Der Eingriff kann ambulant unter lokaler Betäubung durchgeführt werden und dauert je nach Komplexität ca. 1 bis 1,5 Stunden. Mittels eines Drehmomentschlüssels wird die Implantat-Wurzel im Kiefer befestigt. Die Einheilung, bei der das Implantat mit dem Kieferknochen verwächst, dauert – individuell abhängig vom Unter- bzw. Oberkiefer – 3 bis 6 Monate. Erst, wenn dieser Prozess abgeschlossen ist, können Implantat-Aufbau und -Krone angebracht werden.

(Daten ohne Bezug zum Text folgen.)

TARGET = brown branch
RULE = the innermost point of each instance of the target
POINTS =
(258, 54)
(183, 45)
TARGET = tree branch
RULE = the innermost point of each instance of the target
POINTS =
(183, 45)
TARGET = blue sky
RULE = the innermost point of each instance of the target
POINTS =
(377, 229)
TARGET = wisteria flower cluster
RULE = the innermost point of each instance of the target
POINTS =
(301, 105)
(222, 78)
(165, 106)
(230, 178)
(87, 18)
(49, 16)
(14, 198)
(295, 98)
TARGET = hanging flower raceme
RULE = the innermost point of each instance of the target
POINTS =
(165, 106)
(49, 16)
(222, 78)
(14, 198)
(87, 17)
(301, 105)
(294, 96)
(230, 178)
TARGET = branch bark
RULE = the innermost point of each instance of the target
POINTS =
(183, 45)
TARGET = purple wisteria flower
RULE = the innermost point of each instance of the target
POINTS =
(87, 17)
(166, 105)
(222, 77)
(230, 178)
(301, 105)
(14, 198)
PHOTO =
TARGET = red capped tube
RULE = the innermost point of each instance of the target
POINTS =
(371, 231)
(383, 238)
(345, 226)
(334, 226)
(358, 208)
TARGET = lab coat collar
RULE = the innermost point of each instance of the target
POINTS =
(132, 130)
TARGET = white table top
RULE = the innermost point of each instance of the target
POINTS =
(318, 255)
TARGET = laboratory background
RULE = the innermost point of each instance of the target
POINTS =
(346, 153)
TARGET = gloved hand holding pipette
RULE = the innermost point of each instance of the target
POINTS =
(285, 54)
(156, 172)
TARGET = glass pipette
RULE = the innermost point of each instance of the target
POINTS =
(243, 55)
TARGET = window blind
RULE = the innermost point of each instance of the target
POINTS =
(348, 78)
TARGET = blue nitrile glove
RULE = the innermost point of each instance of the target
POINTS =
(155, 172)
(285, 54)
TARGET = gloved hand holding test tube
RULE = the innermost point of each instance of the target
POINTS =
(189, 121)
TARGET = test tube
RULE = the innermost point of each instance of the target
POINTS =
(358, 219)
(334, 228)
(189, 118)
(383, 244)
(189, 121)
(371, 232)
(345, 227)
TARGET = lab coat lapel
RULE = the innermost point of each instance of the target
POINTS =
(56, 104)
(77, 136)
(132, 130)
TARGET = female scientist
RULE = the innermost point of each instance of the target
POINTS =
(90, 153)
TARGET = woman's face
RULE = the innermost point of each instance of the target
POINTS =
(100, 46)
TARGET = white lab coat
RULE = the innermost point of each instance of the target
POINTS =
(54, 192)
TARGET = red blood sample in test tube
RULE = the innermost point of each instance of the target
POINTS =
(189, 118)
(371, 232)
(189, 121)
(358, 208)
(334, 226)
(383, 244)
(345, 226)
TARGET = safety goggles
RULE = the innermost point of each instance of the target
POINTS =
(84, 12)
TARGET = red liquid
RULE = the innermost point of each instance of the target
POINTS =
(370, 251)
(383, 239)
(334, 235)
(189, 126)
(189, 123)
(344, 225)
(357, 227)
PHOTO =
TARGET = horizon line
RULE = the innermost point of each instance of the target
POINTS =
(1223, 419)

Welches Implantat ist das richtige?

Ein Implantat verursacht keine Druckstellen und ist vor allem hygienisch die beste Alternative des Zahnersatzes. Der Kiefer wird nach dem Einsatz zur Knochenbildung angeregt, sodass das Implantat perfekt mit dem Knochen verwächst. Je nach Einsatzort im Kiefer kommen verschiedene Ausführungen von Implantaten infrage. Die Auswahl des richtigen Implantats sollte gemeinsam mit dem Zahnmediziner erfolgen.
Grundsätzlich ist ein Zahnimplantat aus drei Teilen zusammengesetzt. Entscheidend ist dabei die künstliche Wurzel, die mit einem Gewinde ausgestattet ist. In diesem Gewinde wird das Aufbauteil verankert, auf dem dann die Zahnkrone ihren Platz findet und das sich optimal in die vorhandene Lücke einfügt. Am häufigsten kommen Schraubimplantate zur Anwendung, welche in die Bohrung eingesetzt werden und in den meisten Fällen die beste Alternative darstellen. Möglich ist auch die Verwendung von Zylinderimplantaten, welche durch ihre Form die Kontaktfläche von Implantat und Kieferknochen erhöhen. Bei zurückgebildeten Kieferknochen sind Diskimplantate zu empfehlen, welche scheibenförmig in den Knochen integriert werden.
Unabhängig von der Form bestehen Implantate häufig aus Titan, das für den Körper gut verträglich ist und eine direkte Verbindung mit dem Kieferknochen eingeht. Auch Keramik findet bei Implantaten häufig Verwendung.

Mit welchen Kosten ist zu rechnen?

Die Kosten für Zahnimplantate variieren in Abhängigkeit von ihrer Position und Anzahl. So ist bei einem Schneidezahn mit Kosten von ca. 1.600 bis 2.900 Euro pro Implantat zu rechnen, wohingegen sich Backenzähne im Bereich von etwa 1.300 bis 2.500 Euro bewegen. Sollen mehrere Zähne ersetzt werden, so sind Kosten von ca. 4.000 bis 7.500 Euro zu erwarten. Gesetzlich Versicherte müssen diese Kosten meist selbst tragen, da Zahnimplantate Privatleistungen darstellen, an denen sich die gesetzlichen Krankenkassen nicht beteiligen. Lediglich bei Abschluss einer privaten Zahnzusatzversicherung und in besonderen Fällen wie bspw. Kiefertumoren ist eine Beteiligung der Krankenkasse möglich.